FileNotFoundError: ignored

## Finding the Data-type of each column


In [None]:
train.info()


In [None]:
test.info()


## Finding the Percent of null values in each columns


In [None]:
train.isnull().sum()/train.shape[0] * 100


In [None]:
test.isnull().sum()/test.shape[0] * 100

## Finding the columns in each dataset


In [None]:
train.columns


In [None]:
test.columns


## Dropping some useless column. 


In [None]:
ID_train=train['Id']
ID_test=test['Id']
test=test.drop(columns=['Id'], axis=1)
train.head()


## Finding Numerical & Categorical Features (to be treated seperately later)
### This method is called List Comprehension-where a list is created satisfying some condition


In [None]:
cat_train=[col for col in train.columns if train[col].dtype=='object']
num_train=[col for col in train.columns if train[col].dtype!='object']
# cat_train
num_train

In [None]:
cat_test=[col for col in test.columns if test[col].dtype=='object']
num_test=[col for col in test.columns if test[col].dtype!='object']
# cat_test
num_test

## Finding the following Features (to be treated seperately later)
### This method is called List Comprehension-where a list is created satisfying some condition
### * Continuous Features
### * Discreet Features
### *  Year Features


In [None]:
con_train =[col for col in num_train if train[col].nunique()>25]
dis_train =[col for col in num_train if train[col].nunique()<25]
yea_train =[col for col in train.columns if 'Yr' in col or 'Year' in  col or 'yr' in  col or 'YR' in  col]

# con_train
# dis_train
# yea_train

In [None]:
con_test =[col for col in num_test if test[col].nunique()>25]
dis_test =[col for col in num_test if test[col].nunique()<25]
yea_test =[col for col in test.columns if 'Yr' in col or 'Year' in  col or 'yr' in  col or 'YR' in  col]
# con_test
# dis_test
yea_test

## Imputing the missing values
### Missing values are one of the most common problems you can encounter when you try to prepareyour data for machine learning.
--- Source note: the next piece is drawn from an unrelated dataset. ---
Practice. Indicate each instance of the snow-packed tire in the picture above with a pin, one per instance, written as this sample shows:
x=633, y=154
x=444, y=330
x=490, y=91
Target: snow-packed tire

The reason for the missing values might be human errors,interruptions in the data flow, privacy concerns, and so on. Whatever is the reason, missing values affect the performance of the machine learning models.


In [None]:
from sklearn.impute import SimpleImputer
nsi = SimpleImputer(strategy='mean')  # For Numerical Features, will replace MISSING NUMERIC values with MEAN
csi = SimpleImputer(strategy='most_frequent')  # For Categorical Features, will replace MISSING CATEGORICAL values with MOST FREQUENT value

train[cat_train] = csi.fit_transform(train[cat_train])
train[con_train] = nsi.fit_transform(train[con_train])
train[dis_train] = nsi.fit_transform(train[dis_train])

train.head()

In [None]:
test[cat_test] = csi.fit_transform(test[cat_test])
test[con_test] = nsi.fit_transform(test[con_test])
test[dis_test] = nsi.fit_transform(test[dis_test])

test.head()

## Apply Log Transform on Continuous Data only

In [None]:
# train[con_train]=np.log(train[con_train])
# test[con_test]= np.log(test[con_test])
train.head()
# test.head()

## Transforming Dates
### If you transform the date column into the extracted columns, the information of them become disclosed and machine learning algorithms can easily understand them.


In [None]:
from datetime import date
train[yea_train]=date.today().year - train[yea_train]
test[yea_test]=date.today().year - test[yea_test]
train.head()
# test.head()

## Standardizing the Discrete Values.
### Standardization of a dataset is a common requirement for many machine learning estimators: they might behave badly if the individual features do not more or less look like standard normally distributed data (e.g. Gaussian with 0 mean and unit variance).


In [None]:
from sklearn.preprocessing import StandardScaler
ss= StandardScaler()
train[dis_train]= ss.fit_transform(train[dis_train])
test[dis_test]= ss.fit_transform(test[dis_test])
train.head()
# test.head()

## Handling Categorical Data using Get_Dummies()
### Machine learning models require all input and output variables to be numeric.This means that if your data contains categorical data, you must encode it to numbers before you can fit and evaluate a model.


In [None]:
train1= pd.get_dummies(train, columns=cat_train, drop_first= True)
test1= pd.get_dummies(test, columns=cat_test, drop_first= True)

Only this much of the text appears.